Abstract

Modified Newtonian dynamics (MOND) is a hypothesized modification of Newton’s law of universal gravitation to account for the flat rotation curves in the outer regions of galaxies, thereby eliminating the need for dark matter. Although a highly successful model, it is not a self-contained physical theory since it is based entirely on observations. It is proposed in this paper that noncommutative geometry, an offshoot of string theory, can account for the flat rotation curves and thereby provide an explanation for MOND. This paper extends an earlier heuristic argument by the author.

Keywords

Noncommutative Geometry, MOND, Flat Galactic Rotation Curves, Dark Matter

Share and Cite:

1. Introduction

It is generally assumed that dark matter is needed to account for the flat galactic rotation curves in the outer regions of galactic halos. A well-known alternative is a hypothesis called modified Newtonian dynamics (MOND) due to M. Milgrom [1]. Although highly successful, it is not a self-contained physical theory, but rather a purely ad hoc variant based entirely on observations.

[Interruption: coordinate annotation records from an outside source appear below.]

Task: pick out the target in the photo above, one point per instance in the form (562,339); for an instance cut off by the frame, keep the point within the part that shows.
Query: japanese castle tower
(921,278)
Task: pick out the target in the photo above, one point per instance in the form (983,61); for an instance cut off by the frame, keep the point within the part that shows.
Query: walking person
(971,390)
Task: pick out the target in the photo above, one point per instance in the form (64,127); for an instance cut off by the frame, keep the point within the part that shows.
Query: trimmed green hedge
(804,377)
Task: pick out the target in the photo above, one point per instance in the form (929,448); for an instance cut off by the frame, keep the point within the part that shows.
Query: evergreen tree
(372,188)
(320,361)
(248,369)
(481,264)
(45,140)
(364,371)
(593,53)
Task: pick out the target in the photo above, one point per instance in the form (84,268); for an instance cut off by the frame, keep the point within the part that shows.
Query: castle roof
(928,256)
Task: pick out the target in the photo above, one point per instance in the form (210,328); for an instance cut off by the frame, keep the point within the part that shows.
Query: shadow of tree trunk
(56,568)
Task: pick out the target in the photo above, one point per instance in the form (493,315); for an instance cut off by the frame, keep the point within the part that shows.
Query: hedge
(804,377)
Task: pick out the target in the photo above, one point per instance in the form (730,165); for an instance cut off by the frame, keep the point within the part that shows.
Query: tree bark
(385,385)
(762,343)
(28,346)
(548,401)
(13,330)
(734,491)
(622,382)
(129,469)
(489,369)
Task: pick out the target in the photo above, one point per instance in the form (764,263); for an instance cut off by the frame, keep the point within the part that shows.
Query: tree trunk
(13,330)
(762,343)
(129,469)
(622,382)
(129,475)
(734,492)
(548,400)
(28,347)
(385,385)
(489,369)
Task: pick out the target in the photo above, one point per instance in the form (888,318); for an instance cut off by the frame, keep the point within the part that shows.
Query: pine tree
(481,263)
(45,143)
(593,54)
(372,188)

The purpose of this paper is to show that noncommutative geometry, an offshoot of string theory, can provide an explanation for the theory. This possibility had already been suggested in [2] based on a heuristic argument. The dark-matter problem can also be addressed by means of $f\left(R\right)$ and other modified gravitational theories. See, for example, [3] and references therein.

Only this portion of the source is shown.